Tentang masalah cinta, Dr. Qasim Ghani berkata : keyakinan para arif tentang cinta adalah, bahwa cinta merupakan gharizah
( insting ) Ilahi dan ilham dari langit. Dengan menelusurinya manusia
akan mengetahui diri dan nasibnya. Ruh bersumber dari Tuhan, sebelum
diciptakan dunia, ruh sudah berada disisi Tuhan, oleh karenanya
kecintaan terhadap dunia adalah kecintaan yang asing dan jauh dari rumah
aslinya, tempat asli dan rumahnya itu selalu menjadi pikiran dan
dirindukan olehnya. Masalah cinta ini kita dapatkan pada kisah-kisah
cinta dan syair-syair sufi, seperti kisah cinta Laila dan Majnun, Yusuf
as. dan Julaiha, Wamiq dan Adzra, Syirin dan Farhad, Salaman dan Isal
dan kisah cinta lainnya… ( Tarikh Tasawus dar islam, hal. 338-340 )
Kecintaan
terhadap Tuhan, melazimkan kita juga untuk mencintai para kekasih
hakikiNya.

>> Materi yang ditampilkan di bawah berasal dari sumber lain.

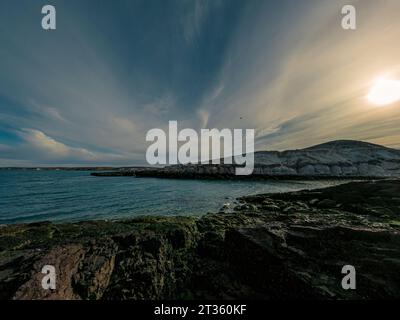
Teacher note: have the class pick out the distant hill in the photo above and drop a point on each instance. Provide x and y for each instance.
(335, 159)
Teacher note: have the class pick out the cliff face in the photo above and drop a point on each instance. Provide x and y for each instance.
(336, 159)
(278, 246)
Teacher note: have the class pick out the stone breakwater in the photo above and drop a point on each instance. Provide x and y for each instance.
(337, 159)
(273, 246)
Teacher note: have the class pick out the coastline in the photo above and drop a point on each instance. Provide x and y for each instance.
(271, 246)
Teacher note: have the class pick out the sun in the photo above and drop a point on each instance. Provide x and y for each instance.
(384, 91)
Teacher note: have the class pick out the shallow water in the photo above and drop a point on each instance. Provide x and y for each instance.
(61, 196)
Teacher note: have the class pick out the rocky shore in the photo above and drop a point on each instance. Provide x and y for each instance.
(273, 246)
(342, 159)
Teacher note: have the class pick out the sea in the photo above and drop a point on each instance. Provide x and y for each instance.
(69, 196)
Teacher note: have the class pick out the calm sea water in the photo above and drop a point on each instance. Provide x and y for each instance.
(30, 196)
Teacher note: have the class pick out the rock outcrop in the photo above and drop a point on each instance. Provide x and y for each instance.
(273, 246)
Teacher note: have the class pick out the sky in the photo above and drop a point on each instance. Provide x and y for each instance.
(88, 92)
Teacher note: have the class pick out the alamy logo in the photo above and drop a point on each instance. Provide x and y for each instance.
(186, 147)
(349, 21)
(349, 280)
(49, 280)
(49, 20)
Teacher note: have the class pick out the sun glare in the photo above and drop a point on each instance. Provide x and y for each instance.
(384, 91)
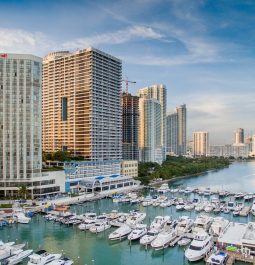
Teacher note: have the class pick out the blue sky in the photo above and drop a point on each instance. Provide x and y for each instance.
(203, 51)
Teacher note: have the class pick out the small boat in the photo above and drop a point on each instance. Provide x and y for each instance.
(138, 232)
(218, 258)
(149, 237)
(218, 226)
(120, 233)
(199, 247)
(99, 227)
(42, 257)
(19, 257)
(163, 239)
(184, 242)
(159, 222)
(63, 261)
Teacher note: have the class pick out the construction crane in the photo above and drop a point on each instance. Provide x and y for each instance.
(127, 82)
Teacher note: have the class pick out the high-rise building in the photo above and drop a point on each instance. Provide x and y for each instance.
(20, 121)
(150, 144)
(157, 92)
(82, 104)
(176, 130)
(182, 129)
(200, 143)
(130, 127)
(172, 134)
(239, 136)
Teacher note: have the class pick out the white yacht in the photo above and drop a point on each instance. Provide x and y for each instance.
(253, 208)
(199, 247)
(63, 261)
(120, 233)
(149, 237)
(163, 239)
(159, 222)
(42, 257)
(7, 250)
(147, 201)
(164, 188)
(184, 225)
(218, 226)
(99, 227)
(20, 217)
(19, 257)
(202, 223)
(218, 258)
(135, 218)
(138, 232)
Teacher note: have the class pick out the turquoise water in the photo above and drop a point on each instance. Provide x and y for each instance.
(87, 248)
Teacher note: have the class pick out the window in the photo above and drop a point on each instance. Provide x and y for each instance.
(64, 108)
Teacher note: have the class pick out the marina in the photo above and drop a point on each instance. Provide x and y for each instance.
(82, 246)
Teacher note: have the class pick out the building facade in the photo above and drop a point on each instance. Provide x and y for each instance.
(176, 131)
(157, 92)
(20, 132)
(150, 145)
(200, 144)
(172, 134)
(129, 168)
(230, 150)
(239, 136)
(82, 104)
(182, 129)
(130, 127)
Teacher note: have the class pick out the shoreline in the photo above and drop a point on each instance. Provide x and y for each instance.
(182, 177)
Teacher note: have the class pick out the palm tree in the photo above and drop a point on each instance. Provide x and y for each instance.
(23, 191)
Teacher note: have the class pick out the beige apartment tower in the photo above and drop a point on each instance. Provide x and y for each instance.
(200, 143)
(81, 104)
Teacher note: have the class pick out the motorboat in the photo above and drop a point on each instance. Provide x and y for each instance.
(163, 239)
(7, 250)
(184, 241)
(138, 232)
(63, 261)
(164, 188)
(135, 218)
(19, 257)
(218, 258)
(238, 195)
(147, 201)
(42, 257)
(100, 227)
(19, 217)
(120, 233)
(199, 247)
(218, 226)
(209, 208)
(180, 206)
(253, 208)
(231, 205)
(159, 222)
(149, 237)
(184, 225)
(202, 224)
(189, 206)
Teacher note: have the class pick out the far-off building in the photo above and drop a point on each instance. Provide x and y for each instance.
(200, 144)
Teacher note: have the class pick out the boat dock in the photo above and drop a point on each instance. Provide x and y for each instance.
(235, 256)
(245, 211)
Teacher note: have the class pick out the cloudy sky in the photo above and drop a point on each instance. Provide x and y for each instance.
(203, 51)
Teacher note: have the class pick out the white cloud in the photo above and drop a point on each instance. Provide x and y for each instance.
(21, 41)
(116, 37)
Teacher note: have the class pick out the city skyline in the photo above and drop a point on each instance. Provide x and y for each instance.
(179, 40)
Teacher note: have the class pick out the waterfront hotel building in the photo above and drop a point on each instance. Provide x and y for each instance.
(82, 104)
(20, 127)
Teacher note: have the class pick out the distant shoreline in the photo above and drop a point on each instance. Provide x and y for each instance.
(182, 177)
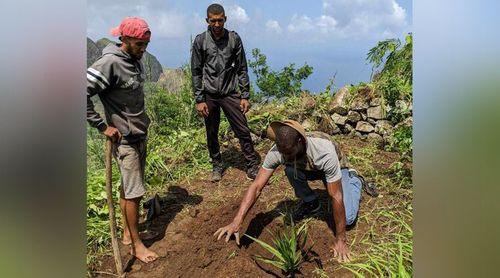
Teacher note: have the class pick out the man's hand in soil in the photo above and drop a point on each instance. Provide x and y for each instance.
(341, 251)
(244, 105)
(112, 133)
(228, 231)
(202, 109)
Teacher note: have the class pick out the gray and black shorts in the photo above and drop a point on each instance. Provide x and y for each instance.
(131, 160)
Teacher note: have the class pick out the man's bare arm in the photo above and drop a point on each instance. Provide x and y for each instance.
(249, 199)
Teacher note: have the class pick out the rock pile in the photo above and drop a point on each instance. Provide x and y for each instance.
(361, 114)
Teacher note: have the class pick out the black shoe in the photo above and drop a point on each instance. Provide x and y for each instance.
(370, 188)
(305, 209)
(216, 174)
(252, 172)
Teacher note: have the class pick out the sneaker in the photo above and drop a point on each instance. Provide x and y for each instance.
(306, 209)
(252, 172)
(216, 174)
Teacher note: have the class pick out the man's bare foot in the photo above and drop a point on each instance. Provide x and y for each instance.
(146, 235)
(126, 240)
(143, 253)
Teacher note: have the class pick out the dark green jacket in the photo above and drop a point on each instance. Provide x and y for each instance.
(219, 68)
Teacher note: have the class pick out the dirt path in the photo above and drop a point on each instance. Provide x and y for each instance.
(192, 212)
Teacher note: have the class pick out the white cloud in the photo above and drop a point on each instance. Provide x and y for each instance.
(164, 21)
(326, 24)
(366, 17)
(352, 19)
(237, 14)
(300, 24)
(273, 26)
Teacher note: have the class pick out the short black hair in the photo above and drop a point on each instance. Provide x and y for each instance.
(287, 137)
(215, 9)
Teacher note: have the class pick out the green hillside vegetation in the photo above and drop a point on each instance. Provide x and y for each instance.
(177, 150)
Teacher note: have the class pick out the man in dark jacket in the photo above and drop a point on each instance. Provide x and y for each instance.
(118, 78)
(220, 80)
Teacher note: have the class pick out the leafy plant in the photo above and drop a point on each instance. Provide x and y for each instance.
(288, 248)
(278, 84)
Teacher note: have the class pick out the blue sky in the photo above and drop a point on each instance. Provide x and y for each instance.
(330, 35)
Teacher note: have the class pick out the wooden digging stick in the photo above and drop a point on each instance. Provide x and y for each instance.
(112, 219)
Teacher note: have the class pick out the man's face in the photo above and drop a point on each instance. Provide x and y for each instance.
(216, 22)
(135, 47)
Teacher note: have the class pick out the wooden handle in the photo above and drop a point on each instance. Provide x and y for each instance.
(112, 220)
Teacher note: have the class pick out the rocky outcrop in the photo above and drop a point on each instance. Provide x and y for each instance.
(152, 66)
(362, 113)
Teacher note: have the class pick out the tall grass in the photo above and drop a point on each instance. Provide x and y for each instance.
(388, 253)
(288, 247)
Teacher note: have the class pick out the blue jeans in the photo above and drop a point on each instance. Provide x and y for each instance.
(351, 188)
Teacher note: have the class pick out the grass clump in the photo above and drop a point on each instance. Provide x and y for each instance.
(288, 248)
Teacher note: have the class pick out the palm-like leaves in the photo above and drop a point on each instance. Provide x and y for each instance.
(288, 248)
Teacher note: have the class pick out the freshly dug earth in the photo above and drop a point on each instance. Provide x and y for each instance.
(192, 212)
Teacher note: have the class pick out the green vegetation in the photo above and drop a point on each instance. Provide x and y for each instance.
(389, 254)
(278, 84)
(177, 153)
(288, 248)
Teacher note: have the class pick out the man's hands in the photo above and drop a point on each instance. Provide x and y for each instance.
(244, 105)
(341, 251)
(229, 230)
(112, 133)
(202, 109)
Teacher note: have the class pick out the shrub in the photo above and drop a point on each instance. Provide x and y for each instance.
(278, 84)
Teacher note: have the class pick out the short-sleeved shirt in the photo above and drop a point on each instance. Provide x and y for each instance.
(321, 156)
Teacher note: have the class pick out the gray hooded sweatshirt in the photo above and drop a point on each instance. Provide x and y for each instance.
(118, 79)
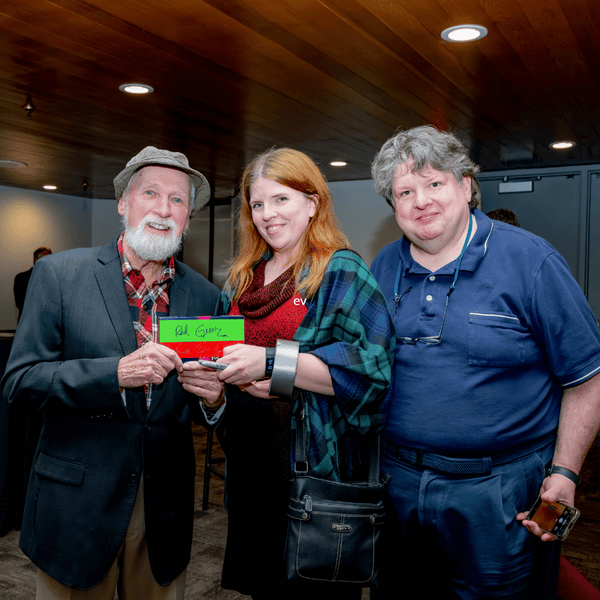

Jelmaan dan dzuhur tertinggi dari wujud Haq yang maha Tinggi
adalah wujud Rasulullah saww. dan para Imam as. Seorang arif mutaakhir
berkata :
sekiranya dadaku dibelah
Di tengahnya kan terlihat dua garis
Yang digoreskan tenpa seorang penulis
Tauhid dan keadilan pada garis yang satu
Dan cinta pada Ahlul Bayt pada garis yang lain.